If some of the players found Rodriguez and Barwis shocking, that was true about Bear Bryant at Texas A&M and Alabama, Woody Hayes at Miami and Ohio State, and Bo Schembechler at Michigan. It is the well-worn formula for just about every football movie ever made.

But, as Rodriguez said in the coaches' meeting, “something is fundamentally messed up.” He sensed that something was different this time, though he couldn't quite put his finger on it.

Rodriguez knew he didn't have all the seniors. That was typical, too, of this phase and mirrored his first year at West Virginia. But he didn't realize that many of them were still meeting regularly with associate athletic director Lloyd Carr across the parking lot. You could certainly argue this was normal, even healthy. Most of the seniors had a deep and abiding affection for their former coach, which Carr reciprocated. Depending on what was said, the meetings could very well have been helpful to Rodriguez and the team.
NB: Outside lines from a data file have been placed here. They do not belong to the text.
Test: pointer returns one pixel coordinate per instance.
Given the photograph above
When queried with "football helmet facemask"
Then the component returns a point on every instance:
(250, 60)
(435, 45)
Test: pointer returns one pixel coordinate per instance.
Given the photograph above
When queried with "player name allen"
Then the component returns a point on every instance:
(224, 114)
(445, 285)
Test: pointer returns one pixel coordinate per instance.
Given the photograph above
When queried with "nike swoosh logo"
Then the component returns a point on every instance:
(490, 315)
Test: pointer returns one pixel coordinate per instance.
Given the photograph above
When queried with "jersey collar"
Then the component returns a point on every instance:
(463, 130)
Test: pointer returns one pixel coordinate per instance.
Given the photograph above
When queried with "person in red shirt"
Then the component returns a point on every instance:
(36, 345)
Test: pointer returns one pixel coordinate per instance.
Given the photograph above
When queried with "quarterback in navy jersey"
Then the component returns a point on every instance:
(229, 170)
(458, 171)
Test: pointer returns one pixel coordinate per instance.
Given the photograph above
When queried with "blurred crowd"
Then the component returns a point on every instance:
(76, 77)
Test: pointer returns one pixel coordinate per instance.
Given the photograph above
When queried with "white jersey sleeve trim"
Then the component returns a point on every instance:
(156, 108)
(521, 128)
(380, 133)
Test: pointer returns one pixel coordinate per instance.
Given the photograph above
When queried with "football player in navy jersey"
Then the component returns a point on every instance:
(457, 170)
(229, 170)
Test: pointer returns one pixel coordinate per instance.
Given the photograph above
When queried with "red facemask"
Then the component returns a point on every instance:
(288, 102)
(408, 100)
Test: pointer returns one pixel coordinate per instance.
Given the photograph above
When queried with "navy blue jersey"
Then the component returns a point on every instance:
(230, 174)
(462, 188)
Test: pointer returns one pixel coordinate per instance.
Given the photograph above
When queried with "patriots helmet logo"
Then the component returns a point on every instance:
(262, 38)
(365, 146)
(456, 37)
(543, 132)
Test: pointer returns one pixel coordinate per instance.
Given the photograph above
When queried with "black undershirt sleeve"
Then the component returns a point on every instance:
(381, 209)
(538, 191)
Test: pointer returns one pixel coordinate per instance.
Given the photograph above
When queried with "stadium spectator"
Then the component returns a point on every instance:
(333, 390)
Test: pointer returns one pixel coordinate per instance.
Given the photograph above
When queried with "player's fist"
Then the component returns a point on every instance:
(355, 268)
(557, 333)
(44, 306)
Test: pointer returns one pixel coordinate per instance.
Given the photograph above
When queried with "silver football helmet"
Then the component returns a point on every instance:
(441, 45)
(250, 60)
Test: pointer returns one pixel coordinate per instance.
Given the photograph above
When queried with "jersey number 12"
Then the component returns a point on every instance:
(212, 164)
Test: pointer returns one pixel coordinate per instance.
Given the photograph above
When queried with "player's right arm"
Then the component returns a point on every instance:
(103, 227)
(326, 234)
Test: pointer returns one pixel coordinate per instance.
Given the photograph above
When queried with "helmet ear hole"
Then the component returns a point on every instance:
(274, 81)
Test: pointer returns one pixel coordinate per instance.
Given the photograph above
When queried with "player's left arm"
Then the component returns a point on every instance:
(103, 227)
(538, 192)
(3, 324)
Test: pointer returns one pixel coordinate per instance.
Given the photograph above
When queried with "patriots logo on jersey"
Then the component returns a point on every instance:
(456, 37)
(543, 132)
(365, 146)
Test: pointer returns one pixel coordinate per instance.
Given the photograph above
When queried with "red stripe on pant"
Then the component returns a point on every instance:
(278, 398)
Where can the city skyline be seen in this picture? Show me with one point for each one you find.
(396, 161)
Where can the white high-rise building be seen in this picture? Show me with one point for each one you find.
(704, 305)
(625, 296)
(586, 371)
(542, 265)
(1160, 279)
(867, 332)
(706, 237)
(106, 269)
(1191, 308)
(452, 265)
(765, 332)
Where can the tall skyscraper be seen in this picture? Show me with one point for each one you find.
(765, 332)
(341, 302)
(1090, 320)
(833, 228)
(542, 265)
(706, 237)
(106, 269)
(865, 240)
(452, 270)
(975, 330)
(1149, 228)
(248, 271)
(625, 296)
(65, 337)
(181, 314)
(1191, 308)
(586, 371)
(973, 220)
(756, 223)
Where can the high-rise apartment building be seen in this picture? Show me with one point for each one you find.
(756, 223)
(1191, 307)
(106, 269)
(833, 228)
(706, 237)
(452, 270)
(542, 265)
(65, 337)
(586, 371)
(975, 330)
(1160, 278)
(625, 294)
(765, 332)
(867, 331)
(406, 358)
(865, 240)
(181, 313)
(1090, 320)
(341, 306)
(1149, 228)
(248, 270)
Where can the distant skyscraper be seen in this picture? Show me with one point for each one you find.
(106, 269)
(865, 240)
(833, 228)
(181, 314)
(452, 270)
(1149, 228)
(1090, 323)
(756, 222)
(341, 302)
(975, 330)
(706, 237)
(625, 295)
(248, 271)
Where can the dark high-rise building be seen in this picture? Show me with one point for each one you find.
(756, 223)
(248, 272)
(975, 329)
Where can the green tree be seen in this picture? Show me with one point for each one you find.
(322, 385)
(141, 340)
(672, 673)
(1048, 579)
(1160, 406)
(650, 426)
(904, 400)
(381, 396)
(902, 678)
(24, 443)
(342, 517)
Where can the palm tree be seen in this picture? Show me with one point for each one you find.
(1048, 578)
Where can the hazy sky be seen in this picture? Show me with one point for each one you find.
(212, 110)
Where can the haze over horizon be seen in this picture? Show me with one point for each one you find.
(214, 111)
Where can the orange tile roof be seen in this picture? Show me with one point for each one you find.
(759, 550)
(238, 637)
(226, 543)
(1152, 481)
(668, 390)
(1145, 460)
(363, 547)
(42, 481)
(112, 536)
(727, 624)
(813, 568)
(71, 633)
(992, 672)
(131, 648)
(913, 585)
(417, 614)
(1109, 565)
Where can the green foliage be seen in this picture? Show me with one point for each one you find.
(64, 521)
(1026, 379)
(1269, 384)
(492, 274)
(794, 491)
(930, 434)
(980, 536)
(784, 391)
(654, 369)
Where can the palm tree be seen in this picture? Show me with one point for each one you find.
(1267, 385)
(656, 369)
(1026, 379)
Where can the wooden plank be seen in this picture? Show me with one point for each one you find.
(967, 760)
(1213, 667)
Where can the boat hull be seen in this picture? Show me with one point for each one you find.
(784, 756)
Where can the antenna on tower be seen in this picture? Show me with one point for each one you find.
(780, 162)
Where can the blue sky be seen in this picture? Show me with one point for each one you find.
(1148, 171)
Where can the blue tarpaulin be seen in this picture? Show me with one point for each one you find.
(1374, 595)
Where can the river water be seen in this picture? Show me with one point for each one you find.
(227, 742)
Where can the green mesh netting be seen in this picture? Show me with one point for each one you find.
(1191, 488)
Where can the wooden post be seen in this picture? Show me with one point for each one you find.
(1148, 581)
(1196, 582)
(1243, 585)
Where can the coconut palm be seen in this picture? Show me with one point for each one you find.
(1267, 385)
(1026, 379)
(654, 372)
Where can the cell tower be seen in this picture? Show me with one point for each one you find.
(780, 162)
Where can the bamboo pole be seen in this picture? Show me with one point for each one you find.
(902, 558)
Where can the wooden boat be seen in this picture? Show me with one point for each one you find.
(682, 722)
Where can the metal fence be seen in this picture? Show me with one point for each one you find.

But a reasonable inference could be drawn from what Carr was saying on behalf of Rodriguez in public: nothing. With just a handful of brief exceptions, he avoided the press, the alums, and the subject altogether.

The only model Michigan had of welcoming an outsider into the fold was too old for anybody in the building to remember: the transfer of power from Bump Elliott to Bo Schembechler almost forty years earlier. Elliott is an erudite, modest Midwesterner—who happened to be a celebrated All-American—who rarely swore or even yelled, and if you said you were hurt, that was enough for him. Schembechler yelled, screamed, and swore like a sailor. He grabbed your face mask, literally kicked you in the ass, and cracked your backside with a yardstick—and his were special models, twice as thick and four feet long. He also drew a distinction between being “hurt” and being “injured.” The latter was serious and got you medical attention. The former was just pain, and if you missed a practice because of it, you got left in Ann Arbor when the team flew to Minnesota in 1969.

Needless to say, the players who had come to Michigan to play for Elliott, not this raving madman, were less than enthusiastic. It was the casual attitude of thirty or forty players, mostly walk-ons suddenly walking off, that prompted Schembechler to put up his famous sign,
THOSE WHO STAY WILL BE CHAMPIONS
.

But before they were champions, some of them went to see their former coach, Bump Elliott, who had stayed on as the assistant athletic director, to complain about the new guy.

“If he wanted to,” Schembechler said in
Bo's Lasting Lessons
, “Bump could have made life very difficult for me. Hell, he could have set me up for failure. His players loved him, really loved him—and remember, that first year I was coaching all
his
players. I was an outsider, they didn't owe me anything, and it wasn't like I was making life easy for them, either. Bump was a former Michigan All-American, and a whole lot nicer than I was! They could have complained to him—he was still working in the athletic office—and I bet some of them tried, but he would have none of it. He made it clear to everyone that he was on my side.”